Generate a number from the range of 60-100, then calculate a pair for it, with the condition that the arithmetic mean of the pair of numbers was close to the target (enter some kind of deviation factor X). Then a couple more numbers according to the same principle, and calculate the last number as Sergei Tikhonov advised you . On a series of experiments, select X so that the numbers seem random and at the same time there are no outliers beyond 60-100 for the last 5th number. Somehow you can try.

X

x_dmitry_x, 2018-11-01
@x_dmitry_x

import random

def get_randoms(n, avg, min_val, max_val, repeats=20):
    result = [avg] * n
    for i in range(repeats):
        i1, i2 = random.sample(range(n), 2) # выбираем 2 случайных индекса
        v1, v2 = (result[i1], result[i2]) 
        max_delta = min(v1 - min_val, max_val - v2)
        rand_delta = random.randint(0, max_delta)
        v1 -= rand_delta
        v2 += rand_delta
        result[i1] = v1
        result[i2] = v2

    return result

randoms = get_randoms(5, 89, 60, 100)
print(randoms, sum(randoms) / 5) # [95, 71, 98, 92, 89] 89.0

randoms = get_randoms(5, 89, 60, 100, 50)
print(randoms, sum(randoms) / 5) # [95, 97, 75, 81, 97] 89.0

D

dmshar, 2018-11-01
@dmshar

Sorry, but I have to put a fly in the ointment in your honey barrel.
The matter is that operation "restoration on the average" - is absolutely senseless semantically.
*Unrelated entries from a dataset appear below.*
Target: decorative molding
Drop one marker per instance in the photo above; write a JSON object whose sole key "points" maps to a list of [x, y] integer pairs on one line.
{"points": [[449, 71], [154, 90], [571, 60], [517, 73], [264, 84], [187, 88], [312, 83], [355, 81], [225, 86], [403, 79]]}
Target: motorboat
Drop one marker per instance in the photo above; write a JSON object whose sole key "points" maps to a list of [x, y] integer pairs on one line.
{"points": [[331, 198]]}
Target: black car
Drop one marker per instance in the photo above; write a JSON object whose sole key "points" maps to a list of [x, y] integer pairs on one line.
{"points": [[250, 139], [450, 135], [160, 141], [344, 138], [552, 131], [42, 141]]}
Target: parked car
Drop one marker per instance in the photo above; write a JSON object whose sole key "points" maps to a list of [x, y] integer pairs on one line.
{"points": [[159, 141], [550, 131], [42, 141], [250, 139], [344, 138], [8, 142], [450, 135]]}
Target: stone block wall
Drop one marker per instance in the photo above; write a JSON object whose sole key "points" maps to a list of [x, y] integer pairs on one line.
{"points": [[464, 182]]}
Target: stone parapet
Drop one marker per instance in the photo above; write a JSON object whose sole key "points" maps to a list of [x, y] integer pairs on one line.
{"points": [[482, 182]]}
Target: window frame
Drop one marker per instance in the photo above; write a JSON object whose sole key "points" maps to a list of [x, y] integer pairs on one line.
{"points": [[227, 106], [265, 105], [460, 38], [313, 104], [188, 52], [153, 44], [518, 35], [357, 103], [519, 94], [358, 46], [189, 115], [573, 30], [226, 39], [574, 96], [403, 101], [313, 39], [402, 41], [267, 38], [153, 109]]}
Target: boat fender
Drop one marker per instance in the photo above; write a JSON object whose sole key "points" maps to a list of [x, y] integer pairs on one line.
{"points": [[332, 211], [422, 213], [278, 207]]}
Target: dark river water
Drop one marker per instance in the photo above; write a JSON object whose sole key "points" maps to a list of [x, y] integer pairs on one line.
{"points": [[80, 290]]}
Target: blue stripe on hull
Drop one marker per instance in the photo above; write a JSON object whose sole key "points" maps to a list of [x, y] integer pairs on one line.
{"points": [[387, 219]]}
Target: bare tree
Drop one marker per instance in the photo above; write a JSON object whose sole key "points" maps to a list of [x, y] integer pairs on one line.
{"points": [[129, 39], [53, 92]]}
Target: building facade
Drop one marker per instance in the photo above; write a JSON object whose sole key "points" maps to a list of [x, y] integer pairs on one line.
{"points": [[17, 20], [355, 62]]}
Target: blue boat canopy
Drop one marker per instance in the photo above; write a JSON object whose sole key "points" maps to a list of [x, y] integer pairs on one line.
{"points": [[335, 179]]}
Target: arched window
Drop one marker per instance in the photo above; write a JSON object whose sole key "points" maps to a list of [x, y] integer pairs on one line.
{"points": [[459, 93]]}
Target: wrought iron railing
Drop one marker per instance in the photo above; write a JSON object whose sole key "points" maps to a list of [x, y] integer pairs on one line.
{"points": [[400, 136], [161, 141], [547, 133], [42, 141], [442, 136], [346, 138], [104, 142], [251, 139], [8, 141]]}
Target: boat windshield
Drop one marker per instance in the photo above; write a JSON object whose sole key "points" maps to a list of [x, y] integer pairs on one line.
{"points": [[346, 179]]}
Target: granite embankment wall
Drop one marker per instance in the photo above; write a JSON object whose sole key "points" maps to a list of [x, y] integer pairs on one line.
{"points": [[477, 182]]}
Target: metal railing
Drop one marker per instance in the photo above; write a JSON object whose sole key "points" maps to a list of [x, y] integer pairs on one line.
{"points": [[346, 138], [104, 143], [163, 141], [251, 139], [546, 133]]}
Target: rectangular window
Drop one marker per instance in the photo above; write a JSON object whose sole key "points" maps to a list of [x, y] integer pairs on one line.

Those. "recovered" data cannot be used for any analysis. Categorically and absolutely.
In other words, real "past" data that you can work with and extract meaningful information from them - well, for example, see how they change over time - as it was the average, it remains. All recovered data for this - and no other analysis - is not suitable. Any such attempt is a clear falsification.
Then the question is - why "restore" them? It's more honest to simply indicate - "data not available".